Technisch zeigt sich der Trend deutlich. BMW hat die tragende Zone zwischen 85 und 90 Euro überwunden – ein Kaufsignal. Bei Mercedes liegt die nächste Hürde bei rund 62 Euro, bei Volkswagen bei 110 Euro und mittelfristig bei 130 Euro, entsprechend 42 bzw. 50 Euro bei der Porsche Holding. Continental hat den wichtigsten Widerstand bei 59 Euro bereits gebrochen und kann mittelfristig Richtung 70 bis 90 Euro laufen.

Ein Sonderfall: Bayer kämpft um die Wende
Kaum ein Dax-Konzern zeigt derzeit eine so enge Kopplung zwischen Unternehmensnachrichten und Kursbild wie Bayer. Die Aktie prallte mehrfach an der Zone um 30 Euro ab – genau dort, wo die Märkte auf ein Signal im Glyphosat-Komplex warteten. Das mögliche Wohlwollen des US Supreme Court löste schließlich einen dynamischen Anstieg aus.
Positive Studiendaten neuer Medikamente, eine operative Stabilisierung und wachsende Rückstellungen zur Absicherung künftiger Prozesse stärken das Vertrauen. Die nächsten Kursziele der Aktie liegen bei etwa 45 Euro. Doch das Chartbild bleibt sensibel: Ein Rückfall unter 30 Euro würde den Trend gefährden.
Die entscheidende Spanne für den Dax ist klar definiert
Nach dem kurzzeitigen Fall unter 23.000 Punkte liegt der Dax wieder stabil über 23.500 – einer Marke, die für viele quantitative Modelle als Taktgeber dient.

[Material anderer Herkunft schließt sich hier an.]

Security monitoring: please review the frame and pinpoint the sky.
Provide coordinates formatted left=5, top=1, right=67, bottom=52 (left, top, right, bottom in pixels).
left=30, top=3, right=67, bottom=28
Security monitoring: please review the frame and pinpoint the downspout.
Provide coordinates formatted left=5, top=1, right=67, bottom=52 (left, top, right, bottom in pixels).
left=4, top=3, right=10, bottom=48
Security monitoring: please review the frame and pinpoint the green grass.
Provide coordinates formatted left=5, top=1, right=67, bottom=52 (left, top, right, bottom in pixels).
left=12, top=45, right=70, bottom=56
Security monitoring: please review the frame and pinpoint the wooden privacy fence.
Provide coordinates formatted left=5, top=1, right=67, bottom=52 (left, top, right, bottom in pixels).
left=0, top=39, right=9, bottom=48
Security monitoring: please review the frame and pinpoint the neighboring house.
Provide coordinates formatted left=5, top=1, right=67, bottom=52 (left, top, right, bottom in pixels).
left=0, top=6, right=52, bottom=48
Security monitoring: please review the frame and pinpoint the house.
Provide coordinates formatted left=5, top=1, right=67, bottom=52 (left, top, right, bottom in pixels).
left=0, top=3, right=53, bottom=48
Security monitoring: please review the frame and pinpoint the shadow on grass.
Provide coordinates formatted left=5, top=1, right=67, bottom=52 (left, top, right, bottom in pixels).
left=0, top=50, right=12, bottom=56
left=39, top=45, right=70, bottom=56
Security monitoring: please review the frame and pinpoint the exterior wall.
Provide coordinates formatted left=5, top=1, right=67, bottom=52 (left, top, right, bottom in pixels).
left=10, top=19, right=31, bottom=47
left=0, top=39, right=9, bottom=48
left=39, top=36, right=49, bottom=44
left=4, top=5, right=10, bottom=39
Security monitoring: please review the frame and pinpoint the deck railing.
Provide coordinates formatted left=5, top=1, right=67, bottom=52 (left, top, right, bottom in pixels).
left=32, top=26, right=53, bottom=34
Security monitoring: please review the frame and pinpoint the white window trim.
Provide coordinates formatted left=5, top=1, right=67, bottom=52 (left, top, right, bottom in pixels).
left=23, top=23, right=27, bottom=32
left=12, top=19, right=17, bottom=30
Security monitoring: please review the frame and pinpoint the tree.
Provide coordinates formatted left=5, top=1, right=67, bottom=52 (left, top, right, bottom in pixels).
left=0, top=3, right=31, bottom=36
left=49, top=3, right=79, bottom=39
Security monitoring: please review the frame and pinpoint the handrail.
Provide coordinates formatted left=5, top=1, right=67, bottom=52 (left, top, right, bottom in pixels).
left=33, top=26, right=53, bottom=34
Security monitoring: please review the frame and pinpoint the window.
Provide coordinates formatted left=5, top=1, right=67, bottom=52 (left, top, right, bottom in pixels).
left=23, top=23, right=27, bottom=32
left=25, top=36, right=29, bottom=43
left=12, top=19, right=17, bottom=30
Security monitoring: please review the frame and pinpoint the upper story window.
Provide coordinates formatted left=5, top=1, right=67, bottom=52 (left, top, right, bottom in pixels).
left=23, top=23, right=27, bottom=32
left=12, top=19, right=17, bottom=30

Zwischen 23.000 und 24.600 Punkten bereitet der Markt nun die Entscheidung über den nächsten großen Schritt vor.
Im günstigen Szenario erreicht der Index in den kommenden Wochen den oberen Rand dieser Zone. Ein Ausbruch im Januar wäre typisch für Rallyphasen, die von geldpolitischen Erwartungen getragen werden – besonders, wenn zeitgleich die Entscheidung über den künftigen Fed-Chef fällt.
Hält das Umfeld, könnte der positive Trend bis zur Amtsübernahme im Mai 2026 fortbestehen.
Der Ausblick hängt an nur zwei Risiken
Die Perspektive bleibt konstruktiv – aber nicht grenzenlos. Ein Rückfall des Dax unter 23.500 Punkte wäre ein Warnsignal, ein Absinken unter 23.000 Punkte würde den Trend brechen. Und die Inflation könnte in den USA wieder stärker in den Vordergrund rücken, falls die erwartete Lockerung der Fed als zu leichtfertig interpretiert wird.
Doch Stand heute zeigen Zinsen, Branchenstruktur und Marktmechanik in dieselbe Richtung: Die Voraussetzungen für eine Fortsetzung der Hausse sind so gut wie seit Monaten nicht.